Aku langsung meraba bagian atas leherku. Terasa kosong dan dingin. Hei, mana
kepalaku? D-dan aku tidak menginjak ubin?
“Huaaaaa…!!!”
Aku menjerit ketakutan, belum bisa
menerima keadaanku yang begini rupa. Tak kuhiraukan teman-temanku yang langsung pingsan mendengar
suaraku menjerit. Ja .. jadi sedan sialan itu telah mengubahku menjadi hantu?
Aku langsung menyambar sepedaku, yang ternyata hanya sebuah patahan kayu
kering. Lalu aku berbalik ke arah jembatan tua itu lagi.
Aku
harus menemukan kepalaku! Tekadku marah. Jembatan itu sudah banyak memakan
korban. Mulai dari pembangunan oleh para pekerja kolonial, hingga tumbal yang
dimintanya berupa anak kecil. Belum lagi beberapa kecelakaan aneh yang
menyertainya. Dan sekarang giliran kepalaku!
Sesampainya
aku di mulut jembatan itu, tampak sepeda balapku yang hancur di pinngirnya.
Jelas sekalibetapa keangkuhkannya yang jumawa meledek ku. Bahwa ia telah
berhasil mendapatkan tumbal lagi. Huh!
Aku
bergegas ke- tempat lempengan baja tipis yang telah menebas leherku, ketika
melesat kencang akibat di tabrak sedan itu dari belakang. Tampak bekas darah di
sana. Kemudian aku memperkirakan kemana kira-kira terpentalnya kepalaku.

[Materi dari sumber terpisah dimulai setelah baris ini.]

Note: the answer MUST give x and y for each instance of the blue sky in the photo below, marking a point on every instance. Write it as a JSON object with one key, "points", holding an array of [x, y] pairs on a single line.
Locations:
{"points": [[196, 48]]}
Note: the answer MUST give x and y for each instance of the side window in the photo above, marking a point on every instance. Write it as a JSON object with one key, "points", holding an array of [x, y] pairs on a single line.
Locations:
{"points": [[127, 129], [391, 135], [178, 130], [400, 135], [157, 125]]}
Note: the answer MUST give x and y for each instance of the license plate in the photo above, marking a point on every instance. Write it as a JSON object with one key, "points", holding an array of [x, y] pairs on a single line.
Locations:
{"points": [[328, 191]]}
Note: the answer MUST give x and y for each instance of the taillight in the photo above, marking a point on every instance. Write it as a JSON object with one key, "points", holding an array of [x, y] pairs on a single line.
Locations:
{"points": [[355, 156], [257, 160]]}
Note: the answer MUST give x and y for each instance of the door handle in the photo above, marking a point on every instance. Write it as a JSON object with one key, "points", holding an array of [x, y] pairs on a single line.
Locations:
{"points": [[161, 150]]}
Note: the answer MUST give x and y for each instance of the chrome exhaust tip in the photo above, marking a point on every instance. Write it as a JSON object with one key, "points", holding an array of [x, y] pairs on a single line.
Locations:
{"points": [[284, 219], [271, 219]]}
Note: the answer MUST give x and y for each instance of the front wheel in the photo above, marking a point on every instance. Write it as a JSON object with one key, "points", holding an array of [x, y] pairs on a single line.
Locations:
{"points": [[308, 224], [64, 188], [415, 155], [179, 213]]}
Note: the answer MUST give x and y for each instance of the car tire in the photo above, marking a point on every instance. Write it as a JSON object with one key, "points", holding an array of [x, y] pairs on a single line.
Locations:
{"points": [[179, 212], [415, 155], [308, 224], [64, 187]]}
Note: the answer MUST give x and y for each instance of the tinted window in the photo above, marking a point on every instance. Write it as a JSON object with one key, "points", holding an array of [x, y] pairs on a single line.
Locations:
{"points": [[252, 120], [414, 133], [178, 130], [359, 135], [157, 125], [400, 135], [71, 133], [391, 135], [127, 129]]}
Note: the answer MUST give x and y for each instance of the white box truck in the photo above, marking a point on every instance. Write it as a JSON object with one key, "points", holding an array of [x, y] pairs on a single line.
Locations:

Tapi hingga berjam-jam kemudian aku sama sekali tidak berhasil
menemukannya. Padahal semua sudut dan semak-semak di pinggir sungai di bawah jembatan
sudah ku obrak-abrik, namun sia-sia.
Aku
tidak menemukan kepalaku. Ingin rasanya aku menangis karena sebentar lagi malam
akan berganti pagi. Terpaksa pikiranku berhenti dulu. Tapi aku tidak menyerah
begitu saja. Dan akan tetap mencari.
Aku
harus menemukan tempat bersembunyi sebelum langit terang. Karena jelas tidak
mungkin aku berkeliaran dengan keadaan seperti ini. Dengan gundah, terpaksa aku
hanya bisa mendekam di balik semak-semak smabil terus memperhatikan
sekelilingku.
Tolong
jika sewaktu-waktu kalian menemukan kepalaku, KEMBALIKAN!!!!!!!!!!!!!